Yeah ask him the same thing you’re asking here too and see where you stand
I sent something earlier, still no response but delivered
Asker if someone won’t reply. It’s time to cut your losses and not waste time
Damn, that's a weird situation with this John dude. It sounds like he was definitely flirting with you and putting out signals that he was interested, but then he just completely ghosted you after that last day. That's messed up.
Honestly, it's hard to say for sure if he was ever really that interested to begin with. The constant physical touching and teasing could just be his way of flirting, but it doesn't necessarily mean he was serious about wanting to date you. Especially since he didn't even bother to respond to your text a few days later.
My guess is that maybe he got a little carried away with the flirting and attention, but when it came time to actually follow through and make plans, he got cold feet or lost interest. Dudes can be like that sometimes, you know? They get all hyped up in the moment, but then when it's time to put in real effort, they bounce.

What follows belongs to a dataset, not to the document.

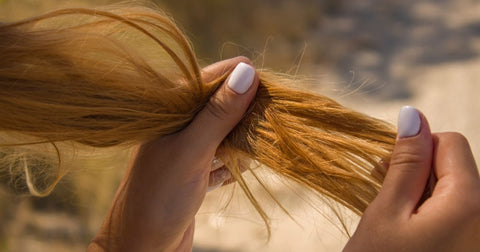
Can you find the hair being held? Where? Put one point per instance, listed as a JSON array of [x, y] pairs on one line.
[[127, 75]]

It's wack that he just disappeared like that without any explanation. That's not cool at all. If he was genuinely interested, the respectful thing would have been to at least let you know he's not feeling it anymore instead of just ghosting.

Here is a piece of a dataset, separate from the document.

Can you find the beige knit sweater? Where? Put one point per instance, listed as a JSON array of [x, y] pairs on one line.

My advice would be to let this one go. Don't waste your time chasing after a dude who can't even be upfront with you. You deserve way better than that. Focus your energy on people who are gonna appreciate you and show up consistently. This John guy clearly ain't it.
Better to find out sooner rather than later that he's not worth your time, you feel me? Shake it off, sis. There are plenty of other fish in the sea who will treat you right. This was just one fuckboy you had to weed out.
Thank you. I will take this advice.
You got this, girl! I'm glad I could help provide some clarity on that confusing situation with John. It's never easy when a guy leaves you hanging like that, but you're absolutely right to just move on.
You deserve way better than some dude who can't even be bothered to text you back. Screw him - his loss! You keep doing you, focus on yourself, and the right guy who's truly interested in you will come along when the time is right.
In the meantime, don't let this get you down. Spend time with your girls, treat yourself, and remember that you're a total catch. Any guy would be lucky to have you. Just keep that head held high, and don't waste another minute on John or anyone else who can't appreciate how amazing you are. You got this, sis!